Because the resides test is about whether an individual resides in Australia, the factors focus on the individual's connection to Australia. Having a connection with another country, or being a resident of another country, does not diminish any connection to Australia. The ordinary meaning of reside does not require an individual to have a principle or usual place of residence in Australia.

Application to your situation

You are a resident of Australia under the resides test from XX 20XX based on the following:

•                     Your intention is to relocate to Australia permanently with your spouse to support your child.

•                     You were physically present in Australia from XX 20XX to XX 20XX. You will return to Australia after a temporary period back in Country X.

•                     You have leased accommodation in Australia.

Although the law only requires you to be considered a resident under one test, for completeness we will also consider the 183-day test.

183-day test

Where a person is present in Australia for 183 days or more during the year of income the person will be a resident, unless the Commissioner is satisfied that both:

•                     the person's usual place of abode is outside Australia, and

•                     the person does not intend to take up residence in Australia.

Application to your situation

You have been in Australia for more than 183 days in the 20XX-20XX income year.
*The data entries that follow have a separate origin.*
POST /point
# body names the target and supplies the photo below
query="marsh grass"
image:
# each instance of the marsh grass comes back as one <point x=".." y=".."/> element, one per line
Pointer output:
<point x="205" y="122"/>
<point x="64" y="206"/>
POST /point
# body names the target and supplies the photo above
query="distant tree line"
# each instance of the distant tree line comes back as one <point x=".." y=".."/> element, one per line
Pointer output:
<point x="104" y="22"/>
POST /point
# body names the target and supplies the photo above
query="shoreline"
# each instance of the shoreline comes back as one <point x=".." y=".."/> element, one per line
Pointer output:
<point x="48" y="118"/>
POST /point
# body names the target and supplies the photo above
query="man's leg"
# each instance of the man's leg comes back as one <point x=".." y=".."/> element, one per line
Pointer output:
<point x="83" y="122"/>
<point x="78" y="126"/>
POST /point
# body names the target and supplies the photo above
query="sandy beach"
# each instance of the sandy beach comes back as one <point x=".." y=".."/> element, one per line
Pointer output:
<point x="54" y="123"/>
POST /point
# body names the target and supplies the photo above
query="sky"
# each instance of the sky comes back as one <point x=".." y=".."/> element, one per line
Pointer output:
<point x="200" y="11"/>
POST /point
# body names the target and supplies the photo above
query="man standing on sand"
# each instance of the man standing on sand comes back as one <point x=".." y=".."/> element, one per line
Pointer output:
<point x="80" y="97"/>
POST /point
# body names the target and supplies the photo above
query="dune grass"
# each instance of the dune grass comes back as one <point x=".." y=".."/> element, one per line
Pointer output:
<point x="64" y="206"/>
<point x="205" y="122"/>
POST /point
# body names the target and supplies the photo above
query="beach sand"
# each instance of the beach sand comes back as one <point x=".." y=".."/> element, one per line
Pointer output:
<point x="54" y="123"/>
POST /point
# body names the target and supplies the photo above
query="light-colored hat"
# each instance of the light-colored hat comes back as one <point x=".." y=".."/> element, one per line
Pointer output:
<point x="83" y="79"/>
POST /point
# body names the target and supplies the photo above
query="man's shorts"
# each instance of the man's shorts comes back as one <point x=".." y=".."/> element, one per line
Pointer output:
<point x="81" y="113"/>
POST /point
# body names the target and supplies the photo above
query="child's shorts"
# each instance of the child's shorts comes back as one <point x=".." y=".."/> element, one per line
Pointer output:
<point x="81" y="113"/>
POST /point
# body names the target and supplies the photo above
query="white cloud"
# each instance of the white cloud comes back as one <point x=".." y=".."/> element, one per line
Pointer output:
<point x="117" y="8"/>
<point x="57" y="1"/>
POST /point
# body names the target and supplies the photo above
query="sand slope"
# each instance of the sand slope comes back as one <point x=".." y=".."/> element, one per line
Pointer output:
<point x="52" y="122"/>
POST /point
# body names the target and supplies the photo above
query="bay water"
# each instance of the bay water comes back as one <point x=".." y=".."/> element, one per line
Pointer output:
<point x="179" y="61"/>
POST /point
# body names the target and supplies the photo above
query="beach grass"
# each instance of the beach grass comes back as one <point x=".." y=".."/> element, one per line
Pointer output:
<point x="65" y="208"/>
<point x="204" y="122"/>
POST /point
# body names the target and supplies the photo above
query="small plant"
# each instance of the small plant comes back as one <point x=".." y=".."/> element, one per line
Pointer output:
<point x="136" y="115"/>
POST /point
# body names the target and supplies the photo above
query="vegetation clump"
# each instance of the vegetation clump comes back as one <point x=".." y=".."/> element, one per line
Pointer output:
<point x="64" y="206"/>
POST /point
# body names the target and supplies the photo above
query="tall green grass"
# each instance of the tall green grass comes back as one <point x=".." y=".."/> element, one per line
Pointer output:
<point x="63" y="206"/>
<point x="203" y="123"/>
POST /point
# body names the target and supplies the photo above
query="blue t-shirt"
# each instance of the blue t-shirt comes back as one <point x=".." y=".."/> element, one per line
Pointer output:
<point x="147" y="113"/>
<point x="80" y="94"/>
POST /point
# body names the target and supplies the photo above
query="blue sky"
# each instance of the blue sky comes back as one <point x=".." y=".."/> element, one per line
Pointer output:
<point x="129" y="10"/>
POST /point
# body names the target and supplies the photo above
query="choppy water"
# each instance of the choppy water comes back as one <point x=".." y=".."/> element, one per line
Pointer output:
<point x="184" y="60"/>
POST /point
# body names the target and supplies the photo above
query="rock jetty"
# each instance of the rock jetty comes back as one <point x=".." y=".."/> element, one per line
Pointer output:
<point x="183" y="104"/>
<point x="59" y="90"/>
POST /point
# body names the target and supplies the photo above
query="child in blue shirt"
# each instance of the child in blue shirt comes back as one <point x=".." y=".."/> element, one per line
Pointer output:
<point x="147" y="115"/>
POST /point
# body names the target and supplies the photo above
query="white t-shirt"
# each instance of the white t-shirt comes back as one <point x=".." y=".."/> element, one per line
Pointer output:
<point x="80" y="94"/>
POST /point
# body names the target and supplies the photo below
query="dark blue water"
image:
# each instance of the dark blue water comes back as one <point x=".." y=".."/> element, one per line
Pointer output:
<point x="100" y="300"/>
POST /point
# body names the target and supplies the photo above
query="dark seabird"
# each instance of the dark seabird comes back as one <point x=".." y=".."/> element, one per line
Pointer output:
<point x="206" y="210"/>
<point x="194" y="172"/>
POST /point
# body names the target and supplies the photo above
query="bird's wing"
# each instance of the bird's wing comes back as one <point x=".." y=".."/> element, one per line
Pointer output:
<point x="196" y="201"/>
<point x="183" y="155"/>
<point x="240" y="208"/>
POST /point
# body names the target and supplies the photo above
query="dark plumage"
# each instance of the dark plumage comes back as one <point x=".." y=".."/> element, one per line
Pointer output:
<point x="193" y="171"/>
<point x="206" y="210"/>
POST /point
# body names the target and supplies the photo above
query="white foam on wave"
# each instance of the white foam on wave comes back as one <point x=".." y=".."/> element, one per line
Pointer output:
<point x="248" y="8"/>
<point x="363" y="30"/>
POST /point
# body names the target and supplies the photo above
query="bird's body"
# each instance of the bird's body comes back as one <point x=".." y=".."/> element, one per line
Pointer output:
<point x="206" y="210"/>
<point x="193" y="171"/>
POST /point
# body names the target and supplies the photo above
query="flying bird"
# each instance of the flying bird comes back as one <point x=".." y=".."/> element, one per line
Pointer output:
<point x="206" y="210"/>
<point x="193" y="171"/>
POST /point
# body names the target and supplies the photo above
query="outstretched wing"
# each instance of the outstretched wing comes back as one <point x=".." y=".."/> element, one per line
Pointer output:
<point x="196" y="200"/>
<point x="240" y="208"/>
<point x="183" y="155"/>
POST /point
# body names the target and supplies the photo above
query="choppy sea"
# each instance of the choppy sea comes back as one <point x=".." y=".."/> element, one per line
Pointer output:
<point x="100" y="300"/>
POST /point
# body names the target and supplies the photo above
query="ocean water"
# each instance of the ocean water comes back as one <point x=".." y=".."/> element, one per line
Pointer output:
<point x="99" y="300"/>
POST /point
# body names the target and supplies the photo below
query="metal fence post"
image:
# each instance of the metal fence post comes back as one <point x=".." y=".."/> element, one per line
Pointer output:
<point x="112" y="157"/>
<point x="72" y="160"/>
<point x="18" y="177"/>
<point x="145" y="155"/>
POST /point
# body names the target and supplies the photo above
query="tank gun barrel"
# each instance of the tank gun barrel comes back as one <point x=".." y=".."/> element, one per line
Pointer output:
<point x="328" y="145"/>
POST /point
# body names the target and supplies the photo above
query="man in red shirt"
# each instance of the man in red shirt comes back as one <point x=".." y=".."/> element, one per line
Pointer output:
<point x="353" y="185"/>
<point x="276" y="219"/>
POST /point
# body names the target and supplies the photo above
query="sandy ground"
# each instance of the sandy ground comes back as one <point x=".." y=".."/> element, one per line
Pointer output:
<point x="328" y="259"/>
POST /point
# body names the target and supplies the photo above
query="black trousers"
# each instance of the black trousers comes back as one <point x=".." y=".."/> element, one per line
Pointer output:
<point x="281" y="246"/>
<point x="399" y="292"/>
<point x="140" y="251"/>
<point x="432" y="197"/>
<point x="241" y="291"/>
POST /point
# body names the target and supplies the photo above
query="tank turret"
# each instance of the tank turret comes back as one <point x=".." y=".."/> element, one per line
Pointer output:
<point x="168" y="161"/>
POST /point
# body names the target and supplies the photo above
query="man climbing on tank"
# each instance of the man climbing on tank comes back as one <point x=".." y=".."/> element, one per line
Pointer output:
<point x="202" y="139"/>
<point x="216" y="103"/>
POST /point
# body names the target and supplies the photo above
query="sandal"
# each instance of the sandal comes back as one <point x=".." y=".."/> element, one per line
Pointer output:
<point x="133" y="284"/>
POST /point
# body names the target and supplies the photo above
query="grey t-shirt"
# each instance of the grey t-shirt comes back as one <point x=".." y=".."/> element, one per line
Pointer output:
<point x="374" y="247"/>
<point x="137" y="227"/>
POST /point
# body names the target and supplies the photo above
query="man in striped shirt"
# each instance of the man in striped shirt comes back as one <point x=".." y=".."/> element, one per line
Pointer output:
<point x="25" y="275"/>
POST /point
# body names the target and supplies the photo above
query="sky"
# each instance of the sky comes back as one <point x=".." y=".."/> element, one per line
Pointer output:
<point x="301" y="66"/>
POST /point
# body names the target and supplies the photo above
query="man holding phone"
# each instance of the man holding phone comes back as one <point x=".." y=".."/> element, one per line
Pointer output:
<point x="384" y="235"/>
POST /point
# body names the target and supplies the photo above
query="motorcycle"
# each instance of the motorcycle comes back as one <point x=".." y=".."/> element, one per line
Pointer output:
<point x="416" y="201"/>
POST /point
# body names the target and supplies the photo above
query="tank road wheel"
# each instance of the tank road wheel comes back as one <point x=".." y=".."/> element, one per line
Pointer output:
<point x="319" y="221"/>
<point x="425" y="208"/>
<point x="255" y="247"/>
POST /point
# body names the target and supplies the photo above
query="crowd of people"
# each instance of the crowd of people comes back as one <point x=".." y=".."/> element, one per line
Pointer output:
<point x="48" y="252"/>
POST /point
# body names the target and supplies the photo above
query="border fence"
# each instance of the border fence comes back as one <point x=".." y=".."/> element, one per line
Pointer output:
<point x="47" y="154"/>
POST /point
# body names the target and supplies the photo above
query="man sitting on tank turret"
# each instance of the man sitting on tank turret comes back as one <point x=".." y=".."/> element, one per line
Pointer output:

Therefore, you will be a resident under this test unless the Commissioner is satisfied that your usual place of abode is outside Australia and you do not have an intention to take up residence in Australia.

The Commissioner is not satisfied that your usual place of abode was outside Australia for the relevant income year and is also not satisfied that you do not intend to take up residence in Australia.
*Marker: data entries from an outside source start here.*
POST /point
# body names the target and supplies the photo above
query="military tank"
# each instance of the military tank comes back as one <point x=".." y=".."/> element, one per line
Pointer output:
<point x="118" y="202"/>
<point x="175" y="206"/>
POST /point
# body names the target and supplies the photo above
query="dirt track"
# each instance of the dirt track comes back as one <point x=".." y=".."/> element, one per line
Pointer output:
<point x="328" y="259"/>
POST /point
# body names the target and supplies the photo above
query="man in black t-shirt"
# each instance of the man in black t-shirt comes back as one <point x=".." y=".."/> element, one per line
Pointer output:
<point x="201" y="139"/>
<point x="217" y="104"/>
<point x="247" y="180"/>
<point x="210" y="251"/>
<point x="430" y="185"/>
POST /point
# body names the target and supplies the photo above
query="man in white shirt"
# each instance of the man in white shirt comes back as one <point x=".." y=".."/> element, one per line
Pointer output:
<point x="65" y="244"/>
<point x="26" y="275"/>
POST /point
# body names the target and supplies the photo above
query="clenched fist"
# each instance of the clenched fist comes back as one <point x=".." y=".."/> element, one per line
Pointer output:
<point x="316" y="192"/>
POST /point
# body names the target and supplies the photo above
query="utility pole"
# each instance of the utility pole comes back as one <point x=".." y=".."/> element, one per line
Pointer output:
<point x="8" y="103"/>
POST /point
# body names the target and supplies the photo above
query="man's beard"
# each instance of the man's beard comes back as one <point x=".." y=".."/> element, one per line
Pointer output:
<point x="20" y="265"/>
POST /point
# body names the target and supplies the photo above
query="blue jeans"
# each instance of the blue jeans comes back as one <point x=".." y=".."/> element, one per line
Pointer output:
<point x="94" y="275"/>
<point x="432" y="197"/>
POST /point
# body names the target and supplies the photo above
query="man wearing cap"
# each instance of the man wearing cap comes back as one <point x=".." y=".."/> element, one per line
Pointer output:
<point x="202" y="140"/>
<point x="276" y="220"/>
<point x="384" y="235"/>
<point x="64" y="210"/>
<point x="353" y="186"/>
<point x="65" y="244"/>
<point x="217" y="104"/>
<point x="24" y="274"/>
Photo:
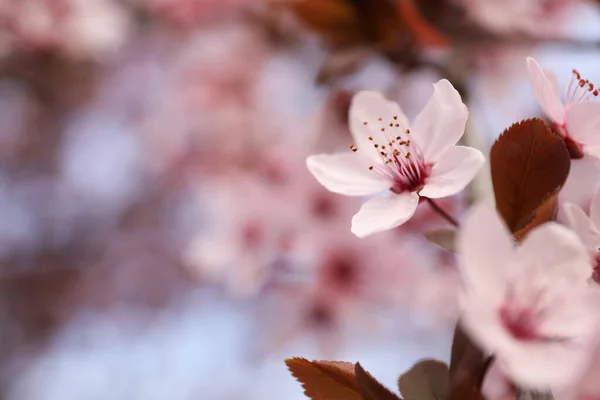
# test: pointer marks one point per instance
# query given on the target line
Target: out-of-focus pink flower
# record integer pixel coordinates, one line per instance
(587, 387)
(508, 16)
(389, 156)
(578, 118)
(588, 230)
(187, 13)
(531, 306)
(79, 28)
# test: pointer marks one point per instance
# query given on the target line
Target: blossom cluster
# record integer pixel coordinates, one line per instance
(529, 301)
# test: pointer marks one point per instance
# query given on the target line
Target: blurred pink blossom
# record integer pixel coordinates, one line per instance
(83, 29)
(578, 118)
(190, 13)
(517, 16)
(531, 306)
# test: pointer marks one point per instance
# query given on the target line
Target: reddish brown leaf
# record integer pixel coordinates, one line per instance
(341, 62)
(426, 380)
(335, 20)
(545, 212)
(444, 238)
(370, 388)
(528, 163)
(325, 380)
(423, 32)
(468, 366)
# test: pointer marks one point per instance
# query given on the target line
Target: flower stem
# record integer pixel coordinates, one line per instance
(441, 212)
This is because your intention is to relocate to Australia permanently with your spouse and you have leased accommodation in Australia.

Therefore, you are a resident for tax purposes under the 183-day test.

Conclusion

You satisfy the resides and 183-day tests of residency and so are a resident of Australia for tax purposes from XX 20XX.

Question 2

Is your rental income from Country XX assessable in Australia under subsection 6-5(2) of ITAA 1997?

Detailed reasoning

Subsection 6-5(2) of the ITAA 1997 states that if you are an Australian resident, your assessable income includes the ordinary income you derived directly or indirectly from all sources, whether in or out of Australia, during the income year.
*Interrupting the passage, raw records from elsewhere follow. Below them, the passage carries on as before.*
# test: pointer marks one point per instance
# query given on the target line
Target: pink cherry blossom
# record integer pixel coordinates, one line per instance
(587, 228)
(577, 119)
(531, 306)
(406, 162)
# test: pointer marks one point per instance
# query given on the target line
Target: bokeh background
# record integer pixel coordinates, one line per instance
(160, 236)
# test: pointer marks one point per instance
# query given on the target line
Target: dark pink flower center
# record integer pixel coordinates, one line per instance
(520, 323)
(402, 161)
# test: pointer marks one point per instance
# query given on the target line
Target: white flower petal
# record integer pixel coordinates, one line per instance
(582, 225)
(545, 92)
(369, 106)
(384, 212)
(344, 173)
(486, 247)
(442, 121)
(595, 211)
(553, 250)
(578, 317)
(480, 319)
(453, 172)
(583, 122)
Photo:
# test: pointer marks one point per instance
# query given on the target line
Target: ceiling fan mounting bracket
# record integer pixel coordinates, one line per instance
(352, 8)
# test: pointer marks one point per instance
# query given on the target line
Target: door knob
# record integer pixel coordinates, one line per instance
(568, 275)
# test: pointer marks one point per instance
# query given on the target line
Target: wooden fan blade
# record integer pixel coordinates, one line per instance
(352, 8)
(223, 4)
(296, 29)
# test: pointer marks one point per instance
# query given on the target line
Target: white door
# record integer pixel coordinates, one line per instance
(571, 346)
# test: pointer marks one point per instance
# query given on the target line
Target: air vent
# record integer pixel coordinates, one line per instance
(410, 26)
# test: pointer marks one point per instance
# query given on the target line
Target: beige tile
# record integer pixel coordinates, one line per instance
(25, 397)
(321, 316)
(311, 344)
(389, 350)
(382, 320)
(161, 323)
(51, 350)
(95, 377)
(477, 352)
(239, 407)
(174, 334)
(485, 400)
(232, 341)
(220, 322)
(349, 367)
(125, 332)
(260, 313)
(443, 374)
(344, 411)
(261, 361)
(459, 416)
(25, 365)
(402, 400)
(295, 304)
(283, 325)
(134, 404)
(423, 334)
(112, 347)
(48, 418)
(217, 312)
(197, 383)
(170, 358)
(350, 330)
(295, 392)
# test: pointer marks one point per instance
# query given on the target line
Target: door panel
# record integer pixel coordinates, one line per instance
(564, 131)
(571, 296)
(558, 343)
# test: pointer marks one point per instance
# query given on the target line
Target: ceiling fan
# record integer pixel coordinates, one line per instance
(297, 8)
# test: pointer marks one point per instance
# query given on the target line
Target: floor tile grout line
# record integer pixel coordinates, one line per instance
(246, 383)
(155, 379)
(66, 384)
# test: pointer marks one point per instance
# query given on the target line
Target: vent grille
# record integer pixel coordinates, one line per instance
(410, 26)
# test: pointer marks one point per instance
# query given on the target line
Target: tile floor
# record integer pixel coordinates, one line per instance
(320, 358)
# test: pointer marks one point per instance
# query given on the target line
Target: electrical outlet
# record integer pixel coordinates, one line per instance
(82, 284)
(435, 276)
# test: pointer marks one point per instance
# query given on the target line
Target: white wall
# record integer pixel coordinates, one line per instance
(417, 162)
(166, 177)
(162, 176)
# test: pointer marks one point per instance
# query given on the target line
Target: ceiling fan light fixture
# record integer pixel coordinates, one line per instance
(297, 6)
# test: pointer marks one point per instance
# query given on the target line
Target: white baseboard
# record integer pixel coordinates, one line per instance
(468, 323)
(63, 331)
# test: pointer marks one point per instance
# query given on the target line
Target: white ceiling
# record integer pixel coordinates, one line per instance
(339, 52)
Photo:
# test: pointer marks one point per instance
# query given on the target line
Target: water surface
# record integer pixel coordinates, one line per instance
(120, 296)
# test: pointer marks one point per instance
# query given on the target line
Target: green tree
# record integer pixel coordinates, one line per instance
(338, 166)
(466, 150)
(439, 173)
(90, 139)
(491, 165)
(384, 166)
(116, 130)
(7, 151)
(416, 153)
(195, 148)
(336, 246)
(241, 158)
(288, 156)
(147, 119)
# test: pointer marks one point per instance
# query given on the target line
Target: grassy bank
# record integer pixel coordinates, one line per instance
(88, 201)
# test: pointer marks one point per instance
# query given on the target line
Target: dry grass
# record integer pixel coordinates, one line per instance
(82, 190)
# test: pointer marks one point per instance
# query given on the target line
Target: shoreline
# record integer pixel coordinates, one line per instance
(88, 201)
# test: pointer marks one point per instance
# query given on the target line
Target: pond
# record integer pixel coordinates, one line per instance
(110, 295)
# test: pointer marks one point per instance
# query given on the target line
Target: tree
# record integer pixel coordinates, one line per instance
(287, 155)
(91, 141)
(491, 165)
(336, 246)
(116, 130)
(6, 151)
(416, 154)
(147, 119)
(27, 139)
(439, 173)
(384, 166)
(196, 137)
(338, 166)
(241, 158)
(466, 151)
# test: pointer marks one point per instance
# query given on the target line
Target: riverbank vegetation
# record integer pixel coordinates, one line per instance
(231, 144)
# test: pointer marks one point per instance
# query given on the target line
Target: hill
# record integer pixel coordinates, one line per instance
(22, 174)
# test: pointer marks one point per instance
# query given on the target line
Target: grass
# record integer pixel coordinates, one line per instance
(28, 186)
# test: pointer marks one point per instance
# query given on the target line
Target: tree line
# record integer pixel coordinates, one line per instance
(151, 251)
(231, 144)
Application to your situation

You are Australian resident for tax purpose from XX 20XX. Therefore, from XX 20XX you will need to declare your worldwide income you receive that includes your rental income from the properties in Country X. You may be entitled for foreign income tax offset (FITO) for the tax that you paid in Country X until XX 20XX.

Question 3

Is your Country X pension income assessable in Australia under subsection 6-5(2) of ITAA 1997?

Detailed reasoning

As an Australian resident for tax purposes, you are taxed on your worldwide income, so you must declare any foreign income in your income tax return, including your foreign pension.

The Agreement between Australia and Country X for the Avoidance of Double Taxation and the Prevention of Fiscal Evasion with respect to Taxes on Income (DTA) applies to persons who are a resident of one or both of the Contracting States.

Article 18 of the DTA provides pensions (including government pensions) and annuities paid to resident of one of the Contracting States will be taxable only in that State.

Application to your situation

In your case, you are Australian resident for tax purposes from XX 20XX and you receive pension income from Country X. Therefore, you will need to declare your Country X pension income in your Australian income tax return.

You may be able to make arrangements to not have tax withheld from future pension payments from Country X. You can do this by contacting your payer or supplying a tax relief form or a certificate of Australian residency or status.